The economic function of the media is "to make money." Whether the media can achieve this by increasing the size of the audience without maximizing the satisfaction of the audience is a subject of inquiry by itself. This line of inquiry is also pursued in a different way by those who look at needs-goals or needs-gratification theorists.

Eliot (1996) is critical of some of the uses and gratification studies on the ground that the various media and the consumption behaviors associated with them are already socially stratified. Differences in tastes, reported consumption behavior, or needs-goal can be related to social class and similar variables. As far as television is concerned, Eliot argues, it is reported behavior, not actual behavior, which differs along this dimension.

Television and the Concept of `Preferred Meanings'

Some studies ? notably those of Parkin and Hall, on television show the power of television to construct its preferred meanings on the viewers. (Parkin: 1972, Hall: 1980)

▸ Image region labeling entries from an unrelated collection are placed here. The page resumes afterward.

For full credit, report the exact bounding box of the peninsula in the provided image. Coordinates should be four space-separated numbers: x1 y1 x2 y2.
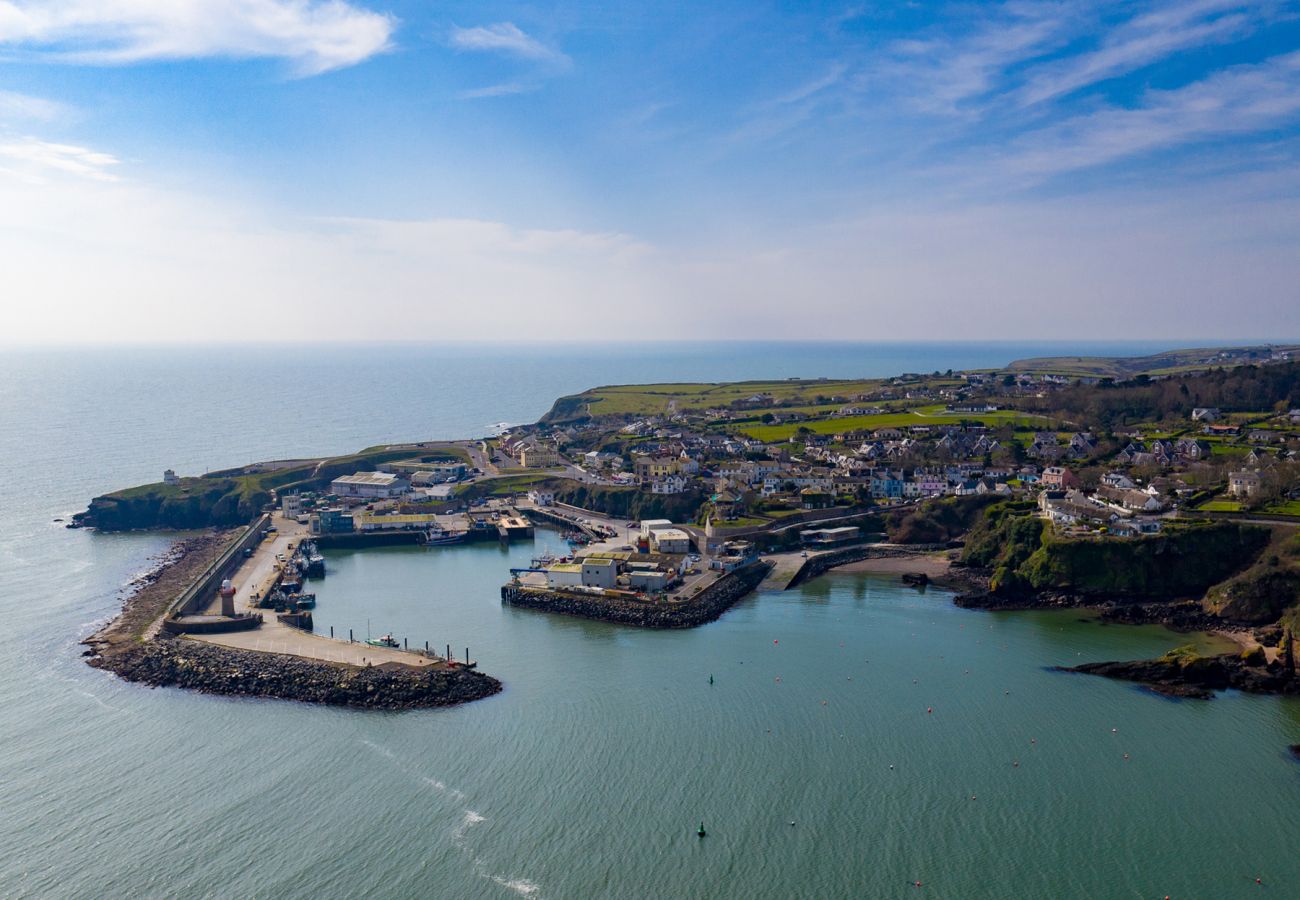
72 345 1300 708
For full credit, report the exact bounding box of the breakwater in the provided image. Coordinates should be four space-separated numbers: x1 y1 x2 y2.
501 562 771 628
91 637 502 709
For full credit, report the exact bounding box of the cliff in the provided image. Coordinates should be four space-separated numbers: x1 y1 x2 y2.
962 505 1270 601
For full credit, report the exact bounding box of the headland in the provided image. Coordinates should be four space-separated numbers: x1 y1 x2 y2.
72 346 1300 706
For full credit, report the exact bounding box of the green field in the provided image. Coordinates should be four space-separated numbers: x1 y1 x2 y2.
543 376 977 421
741 406 1048 441
1196 499 1242 512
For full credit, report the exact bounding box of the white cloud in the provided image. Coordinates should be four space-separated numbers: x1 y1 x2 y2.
0 0 394 75
1002 52 1300 179
0 150 1300 342
460 82 537 100
451 22 571 65
0 138 118 181
1019 0 1273 104
0 91 68 122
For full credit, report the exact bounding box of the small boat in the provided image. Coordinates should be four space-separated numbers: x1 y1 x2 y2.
424 528 465 546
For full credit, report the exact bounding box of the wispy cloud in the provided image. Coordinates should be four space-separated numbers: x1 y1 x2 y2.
450 22 572 65
0 0 395 75
1002 52 1300 178
1019 0 1274 104
0 138 118 181
459 82 537 100
0 91 68 122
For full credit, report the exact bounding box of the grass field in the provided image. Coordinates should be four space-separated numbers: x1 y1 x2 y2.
742 406 1048 441
553 376 977 419
1196 499 1242 512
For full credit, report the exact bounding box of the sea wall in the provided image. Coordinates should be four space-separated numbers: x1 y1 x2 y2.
172 514 270 615
785 544 948 590
90 637 502 709
501 563 771 628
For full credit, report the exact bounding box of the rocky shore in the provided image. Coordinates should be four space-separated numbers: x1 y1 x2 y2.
90 637 502 710
1058 650 1300 700
83 532 502 709
501 563 771 628
953 577 1232 631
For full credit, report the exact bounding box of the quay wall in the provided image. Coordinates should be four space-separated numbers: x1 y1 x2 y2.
163 613 263 635
91 637 502 709
168 512 270 616
501 562 771 628
785 544 948 590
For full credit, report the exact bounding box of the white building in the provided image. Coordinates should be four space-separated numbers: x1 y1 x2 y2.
641 519 672 541
329 472 411 499
650 528 690 553
581 558 619 590
546 563 582 590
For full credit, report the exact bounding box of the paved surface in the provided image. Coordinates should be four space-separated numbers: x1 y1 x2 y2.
190 514 439 666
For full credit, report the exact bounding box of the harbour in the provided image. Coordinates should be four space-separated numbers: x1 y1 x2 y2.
0 347 1300 900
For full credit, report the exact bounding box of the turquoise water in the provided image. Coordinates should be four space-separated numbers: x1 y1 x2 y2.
0 347 1300 897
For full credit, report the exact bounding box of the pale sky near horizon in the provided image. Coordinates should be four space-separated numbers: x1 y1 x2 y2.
0 0 1300 343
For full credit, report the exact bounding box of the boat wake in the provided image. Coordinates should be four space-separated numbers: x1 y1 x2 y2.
361 737 542 897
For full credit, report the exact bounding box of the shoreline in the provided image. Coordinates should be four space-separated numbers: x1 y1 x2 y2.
82 531 503 710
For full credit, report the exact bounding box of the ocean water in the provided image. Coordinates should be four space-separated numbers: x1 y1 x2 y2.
0 345 1300 899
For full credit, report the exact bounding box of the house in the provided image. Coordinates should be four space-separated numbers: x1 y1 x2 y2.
519 446 560 468
1227 470 1262 498
800 488 835 510
1041 466 1079 490
650 475 689 494
632 457 681 481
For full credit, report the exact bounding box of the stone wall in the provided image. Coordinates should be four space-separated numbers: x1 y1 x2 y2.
90 637 501 709
785 544 948 590
501 562 771 628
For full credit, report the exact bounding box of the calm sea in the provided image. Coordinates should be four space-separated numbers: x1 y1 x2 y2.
0 343 1300 899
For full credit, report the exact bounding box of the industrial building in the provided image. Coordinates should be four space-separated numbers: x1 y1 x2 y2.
650 528 690 553
329 472 411 499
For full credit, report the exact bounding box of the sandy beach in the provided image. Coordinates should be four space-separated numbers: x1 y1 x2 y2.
833 553 952 579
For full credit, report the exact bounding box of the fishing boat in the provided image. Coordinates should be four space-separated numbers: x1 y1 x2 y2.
424 528 465 546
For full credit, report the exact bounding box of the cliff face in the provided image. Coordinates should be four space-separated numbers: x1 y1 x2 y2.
1017 522 1269 600
963 506 1263 603
74 479 270 531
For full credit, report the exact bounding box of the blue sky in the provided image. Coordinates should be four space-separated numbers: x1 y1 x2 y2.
0 0 1300 341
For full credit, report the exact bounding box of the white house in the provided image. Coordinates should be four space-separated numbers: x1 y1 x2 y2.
650 528 690 553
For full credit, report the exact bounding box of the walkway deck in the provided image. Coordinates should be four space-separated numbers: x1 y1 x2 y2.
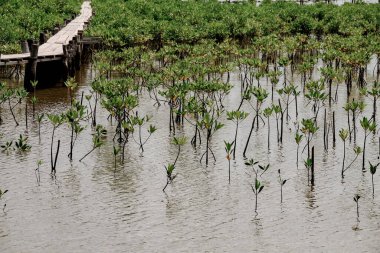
0 1 92 66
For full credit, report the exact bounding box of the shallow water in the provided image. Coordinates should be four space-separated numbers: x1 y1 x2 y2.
0 60 380 252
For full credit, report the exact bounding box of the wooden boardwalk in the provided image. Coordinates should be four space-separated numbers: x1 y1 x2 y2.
0 1 92 66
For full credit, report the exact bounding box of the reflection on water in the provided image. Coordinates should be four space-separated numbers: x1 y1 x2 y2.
0 61 380 252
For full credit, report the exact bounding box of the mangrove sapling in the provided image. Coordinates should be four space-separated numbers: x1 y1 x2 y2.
198 112 224 166
354 194 360 218
127 113 157 152
30 96 37 119
15 134 32 152
361 82 380 122
65 77 78 105
162 136 187 192
263 107 273 152
30 80 38 119
301 119 319 158
272 104 282 143
1 141 14 154
64 100 85 161
79 125 107 162
304 158 313 185
224 141 234 183
344 100 365 143
34 160 42 186
339 128 348 178
37 113 45 140
244 159 269 213
47 114 65 173
305 81 328 122
113 146 121 173
3 89 19 126
0 189 8 212
277 84 296 122
360 117 376 171
227 111 249 160
278 169 287 203
243 87 268 157
342 146 363 175
268 71 280 103
369 162 380 198
294 130 303 168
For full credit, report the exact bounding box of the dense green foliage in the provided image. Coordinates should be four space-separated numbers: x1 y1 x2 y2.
0 0 82 53
89 0 380 46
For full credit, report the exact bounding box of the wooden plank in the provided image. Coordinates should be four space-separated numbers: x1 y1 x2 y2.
0 1 92 66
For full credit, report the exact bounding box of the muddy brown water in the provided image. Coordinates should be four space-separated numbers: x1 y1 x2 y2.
0 61 380 252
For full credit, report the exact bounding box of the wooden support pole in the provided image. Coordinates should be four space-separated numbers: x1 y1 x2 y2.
333 111 336 148
21 40 30 54
39 32 47 45
310 146 314 186
62 45 69 80
24 43 39 91
53 26 59 35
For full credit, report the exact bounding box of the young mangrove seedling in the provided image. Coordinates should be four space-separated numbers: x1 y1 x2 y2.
244 159 269 213
224 141 234 183
79 125 107 162
47 114 65 174
162 136 187 192
243 87 269 157
251 178 264 213
360 117 376 171
37 113 45 139
30 96 37 119
34 160 43 186
361 82 380 122
278 169 287 203
227 111 249 160
1 141 14 154
339 128 348 178
304 158 313 185
113 146 121 173
342 146 363 175
65 77 78 105
354 194 360 218
30 80 38 119
301 119 319 158
15 134 32 152
0 189 8 212
343 100 365 143
197 112 224 166
129 113 157 152
369 162 380 198
294 130 303 168
263 107 273 152
64 100 85 161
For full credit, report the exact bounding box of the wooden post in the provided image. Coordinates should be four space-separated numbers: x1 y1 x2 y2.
74 35 81 70
21 40 30 53
24 43 39 91
62 45 69 80
333 111 336 148
26 39 33 53
39 32 47 45
310 146 314 186
53 26 59 35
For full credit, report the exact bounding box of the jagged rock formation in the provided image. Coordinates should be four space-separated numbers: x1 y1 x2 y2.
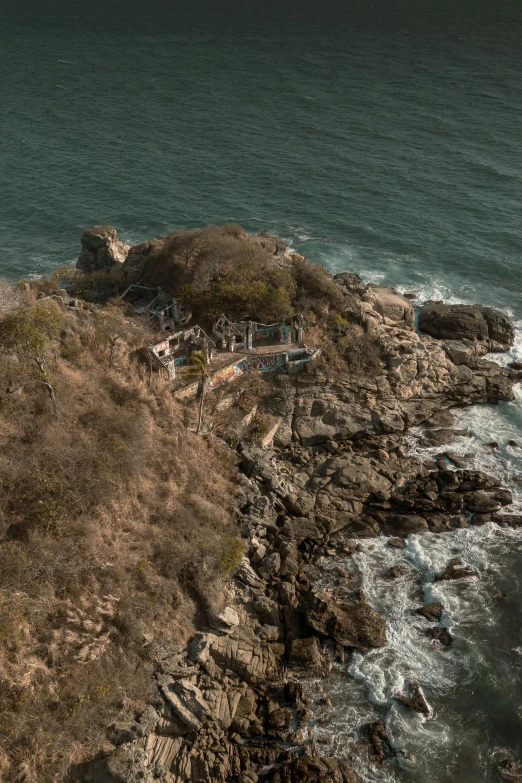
76 226 129 279
419 302 515 351
78 237 522 783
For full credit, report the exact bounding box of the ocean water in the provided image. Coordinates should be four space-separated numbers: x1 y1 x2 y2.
0 0 522 783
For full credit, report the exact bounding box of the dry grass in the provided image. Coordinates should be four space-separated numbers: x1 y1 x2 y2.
0 304 235 783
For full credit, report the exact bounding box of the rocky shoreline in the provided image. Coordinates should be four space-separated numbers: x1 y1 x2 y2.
85 243 522 783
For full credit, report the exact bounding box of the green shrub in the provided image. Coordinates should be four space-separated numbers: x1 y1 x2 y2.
218 536 245 576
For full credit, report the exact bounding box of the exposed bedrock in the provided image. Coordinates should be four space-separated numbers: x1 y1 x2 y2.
80 253 522 783
76 226 129 279
419 302 515 351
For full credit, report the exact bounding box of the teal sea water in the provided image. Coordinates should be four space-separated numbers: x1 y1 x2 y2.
0 0 522 783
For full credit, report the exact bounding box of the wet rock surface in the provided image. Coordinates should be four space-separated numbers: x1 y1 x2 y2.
82 270 522 783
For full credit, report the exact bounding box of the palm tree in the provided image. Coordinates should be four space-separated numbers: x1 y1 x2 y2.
187 348 210 433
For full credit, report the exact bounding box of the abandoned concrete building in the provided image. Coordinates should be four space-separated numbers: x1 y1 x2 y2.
120 284 192 332
147 314 319 388
212 315 304 353
147 326 215 380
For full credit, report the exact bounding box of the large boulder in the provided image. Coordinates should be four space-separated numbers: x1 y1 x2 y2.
270 756 361 783
299 589 386 650
76 226 129 277
366 286 414 329
419 302 515 351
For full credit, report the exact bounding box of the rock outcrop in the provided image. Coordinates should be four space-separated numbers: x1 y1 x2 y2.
76 226 129 280
419 302 515 351
78 243 522 783
299 590 387 651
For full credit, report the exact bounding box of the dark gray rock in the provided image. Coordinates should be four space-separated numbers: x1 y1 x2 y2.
419 302 515 351
299 589 386 650
417 601 444 622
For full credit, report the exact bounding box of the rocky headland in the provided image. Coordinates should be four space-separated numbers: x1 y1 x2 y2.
2 222 522 783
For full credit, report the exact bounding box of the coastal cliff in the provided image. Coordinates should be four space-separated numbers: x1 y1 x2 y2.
0 226 522 783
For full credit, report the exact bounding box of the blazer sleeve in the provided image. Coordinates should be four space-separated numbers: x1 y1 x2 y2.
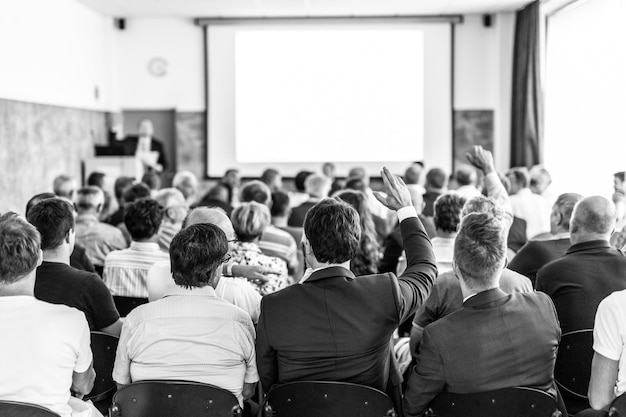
256 297 278 392
392 217 437 323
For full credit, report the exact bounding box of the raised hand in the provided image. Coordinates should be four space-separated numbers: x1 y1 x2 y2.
465 145 496 175
374 167 412 211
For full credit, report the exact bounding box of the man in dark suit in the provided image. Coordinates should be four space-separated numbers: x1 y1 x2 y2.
256 168 437 396
122 119 167 172
404 175 561 416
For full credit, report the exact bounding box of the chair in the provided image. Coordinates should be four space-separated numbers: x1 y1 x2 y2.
109 381 242 417
113 295 148 317
554 329 593 414
85 332 119 409
263 381 397 417
425 387 561 417
0 401 60 417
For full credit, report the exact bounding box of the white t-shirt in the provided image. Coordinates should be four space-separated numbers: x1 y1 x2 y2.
593 290 626 397
0 296 93 417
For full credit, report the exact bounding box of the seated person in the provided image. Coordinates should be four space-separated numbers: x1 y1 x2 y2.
28 198 122 336
103 199 169 298
230 201 290 295
0 213 101 417
113 224 259 405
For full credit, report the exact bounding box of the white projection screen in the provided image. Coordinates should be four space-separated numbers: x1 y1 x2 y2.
207 22 452 177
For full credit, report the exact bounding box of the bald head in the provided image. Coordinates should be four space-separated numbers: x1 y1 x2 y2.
183 207 235 240
570 196 617 244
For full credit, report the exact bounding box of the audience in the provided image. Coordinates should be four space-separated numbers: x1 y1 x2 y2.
28 198 122 336
335 190 381 276
240 181 299 274
287 174 330 227
0 213 101 417
75 186 128 273
509 193 582 286
113 224 259 405
230 201 289 295
154 188 187 252
146 207 260 324
256 165 437 410
103 199 168 299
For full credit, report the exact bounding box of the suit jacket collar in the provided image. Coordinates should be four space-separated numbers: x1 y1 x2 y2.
304 266 356 284
463 287 509 307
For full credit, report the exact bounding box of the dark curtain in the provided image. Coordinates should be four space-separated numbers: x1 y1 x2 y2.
511 1 543 167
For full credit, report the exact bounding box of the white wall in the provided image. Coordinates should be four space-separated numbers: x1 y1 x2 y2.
454 13 515 171
0 0 116 110
115 18 205 111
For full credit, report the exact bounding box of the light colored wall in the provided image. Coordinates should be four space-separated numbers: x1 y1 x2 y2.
0 0 116 110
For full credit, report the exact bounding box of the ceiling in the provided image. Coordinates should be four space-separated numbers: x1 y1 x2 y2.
77 0 530 18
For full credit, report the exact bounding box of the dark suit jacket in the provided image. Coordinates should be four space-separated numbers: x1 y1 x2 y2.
256 217 437 390
122 136 167 171
404 288 561 416
536 240 626 333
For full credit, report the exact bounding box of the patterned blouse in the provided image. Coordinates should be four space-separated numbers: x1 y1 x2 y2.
229 241 290 295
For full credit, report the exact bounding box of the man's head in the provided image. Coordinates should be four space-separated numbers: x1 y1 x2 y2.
183 207 236 241
570 196 617 244
293 171 313 193
74 185 104 214
302 199 361 266
550 193 583 234
261 168 283 192
304 174 330 198
270 191 290 217
52 175 76 198
154 188 187 224
454 213 508 290
172 171 198 199
506 167 530 195
170 223 228 288
0 213 41 286
230 201 271 242
433 193 465 234
456 165 478 186
426 168 448 191
137 119 154 137
27 198 74 255
124 198 163 242
239 180 272 207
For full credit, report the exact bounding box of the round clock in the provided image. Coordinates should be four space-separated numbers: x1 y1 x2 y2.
148 57 168 77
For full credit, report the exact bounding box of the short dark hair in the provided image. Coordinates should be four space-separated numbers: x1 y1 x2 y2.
293 171 313 193
270 191 289 216
0 212 41 284
26 193 57 217
426 168 447 188
27 198 74 250
122 182 150 203
87 171 105 189
433 193 465 233
124 198 163 240
113 177 135 200
170 223 228 288
304 198 361 263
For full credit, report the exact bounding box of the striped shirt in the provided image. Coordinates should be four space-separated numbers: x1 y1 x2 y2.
113 286 259 404
103 241 170 298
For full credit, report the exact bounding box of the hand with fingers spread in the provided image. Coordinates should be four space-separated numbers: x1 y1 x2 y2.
465 145 496 175
374 167 412 211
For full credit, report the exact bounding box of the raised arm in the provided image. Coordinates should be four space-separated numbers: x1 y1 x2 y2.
374 168 437 323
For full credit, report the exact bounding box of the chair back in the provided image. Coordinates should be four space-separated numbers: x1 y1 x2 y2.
554 329 593 396
425 387 561 417
109 381 242 417
85 332 119 402
113 295 148 317
0 401 60 417
263 381 396 417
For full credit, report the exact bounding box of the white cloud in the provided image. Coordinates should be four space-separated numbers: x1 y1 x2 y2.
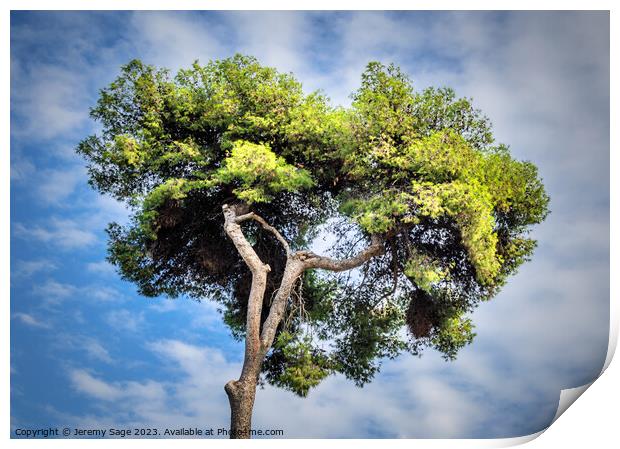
13 218 97 250
131 11 230 73
12 13 609 437
86 260 116 276
37 165 87 205
105 309 144 332
13 312 52 329
11 259 58 278
11 64 88 139
33 280 78 305
70 369 122 401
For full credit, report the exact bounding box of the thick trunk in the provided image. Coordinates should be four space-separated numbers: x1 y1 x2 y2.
224 380 256 439
222 205 384 438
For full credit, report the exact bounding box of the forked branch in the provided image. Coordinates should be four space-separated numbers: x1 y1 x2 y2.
235 212 291 256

Ethnologists like Morley (1981) point to the viewer's ability to make own meanings. Words do not have meaning, people have. Similarly, pictures also may carry different meanings to different people. Psychologists use thematic apperception tests to understand the psyche of people. Socialisation processes facilitate or inhibit people to be comfortable with the things they are exposed to. As such, it can be said that the same television programme can be received in different ways by different people.